The latest film from the duo of Hatanaka and Grefe under the Nerdly microscope today is a film that sold me on its title alone… Bikini Guillotine.

If you grew up in the VHS era – the era of lurid titles and even more lurid cover/poster art, you might remember a little film called Master of the Flying Guillotine – one of the greatest martial arts films of all time starring Jimmy Wang Yu. For me, I hear the word guillotine, and I think gruesome deaths – after all, Yu’s 1976 classic saw people beheaded for christ’s sake!

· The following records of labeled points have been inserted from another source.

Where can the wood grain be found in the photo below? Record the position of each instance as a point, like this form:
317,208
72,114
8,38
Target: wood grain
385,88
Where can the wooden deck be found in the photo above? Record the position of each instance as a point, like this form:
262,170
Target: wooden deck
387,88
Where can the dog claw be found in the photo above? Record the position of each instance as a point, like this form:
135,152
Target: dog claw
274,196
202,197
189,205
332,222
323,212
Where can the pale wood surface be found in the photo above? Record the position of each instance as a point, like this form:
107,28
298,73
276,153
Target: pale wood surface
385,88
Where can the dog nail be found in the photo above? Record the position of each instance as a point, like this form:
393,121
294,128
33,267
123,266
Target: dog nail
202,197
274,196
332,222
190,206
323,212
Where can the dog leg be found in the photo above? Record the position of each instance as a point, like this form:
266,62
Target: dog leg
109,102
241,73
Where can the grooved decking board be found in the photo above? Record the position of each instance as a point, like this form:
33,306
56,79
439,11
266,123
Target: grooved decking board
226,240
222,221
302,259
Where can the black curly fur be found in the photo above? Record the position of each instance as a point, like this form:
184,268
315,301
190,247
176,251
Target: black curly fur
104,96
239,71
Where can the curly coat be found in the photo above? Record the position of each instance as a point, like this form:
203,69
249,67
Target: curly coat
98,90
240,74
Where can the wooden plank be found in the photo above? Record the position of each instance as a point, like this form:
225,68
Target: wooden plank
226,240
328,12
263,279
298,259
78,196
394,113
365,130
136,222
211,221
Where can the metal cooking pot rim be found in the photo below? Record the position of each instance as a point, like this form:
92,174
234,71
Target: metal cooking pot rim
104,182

But what do we get in Bikini Guillotine? A supposed killing device that should be tearing flesh from bone, dismembering limb from limb, or at least looking remotely dangerous. Instead, we get a strange prop that looks like someone wrapped a small hula hoop in black duct tape. Badly. Then stuck a few Twizzlers to it for colour. And to complete the aesthetic, Grefe appears behind a plastic mask that looks like it was fished out of the bin behind a dollar-store Halloween shop. Oh, and I should mention that our killer, bizarrely, hypnotises some of his victims BEFORE killing them in more bloodless scenes of mutilation (there’s no mutilation, I’m being fucking sarcastic). It looks and feels like someone said, “We’ll fix it in post with CGI” and everyone conveniently forgot!

I’ve given Grefe credit in my recent reviews. Even when the budgets are microscopic, he usually manages to spin something weird or interesting out of nothing and deliver films that feel odd but at least curious. Here? Not a chance. Grefe has always been a bargain-basement filmmaker, but with this film, he digs so far below the basement that you start to wonder if he’s tunnelling. Bikini Guillotine is so staggeringly incompetent that it makes Paranormal Body Stream and Robot Girlfriend: Revenge look polished.

Scenes replay out of nowhere, almost certainly by mistake and almost definitely to pad the runtime – hell, one character goes indoors and in the next scene she’s back out at the pool, then she’s back inside again! And the audio is a complete disaster. Everything sounds like it was captured straight from the camera mic, assuming Grefe even uses cameras and not, as some reports suggest, an iPad. In some of the pool scenes, it even sounds like the audio was recorded from a few doors down the street on someone’s phone. Awful. Just awful.

And those aren’t the only problems. Time doesn’t just stretch in Bikini Guillotine… it sags, drags and eventually collapses into a puddle of pure cinematic nothing.

I genuinely lost track of how long we spent watching our bikini-clad victims drink, swim and gossip, but it felt like it made up about ninety per cent of the entire film. And for ninety per cent of THAT time, we can’t even hear what they’re saying because the audio is so bad. Conversations drown in wind noise, pool splashes and whatever budget mic Grefe taped to a stick. Honestly, this could have been slightly forgiven if the film at least delivered the kind of nudity that oftentimes cheap slashers rely on, but even that box stays firmly unticked.

So what are we left with? A film that promises a guillotine and bikini-fuelled mayhem, yet manages to deliver neither bikinis nor guillotines with any conviction. Bikini Guillotine isn’t just a misfire; it’s a full-blown cinematic faceplant that somehow keeps tripping over itself long after it’s already hit the ground. Honestly, by the end I wasn’t wondering who would die next; I was wondering if I would make it to the end credits. Spoiler: I did. I shouldn’t have.

Bikini Guillotine is available to stream on Fawesome now.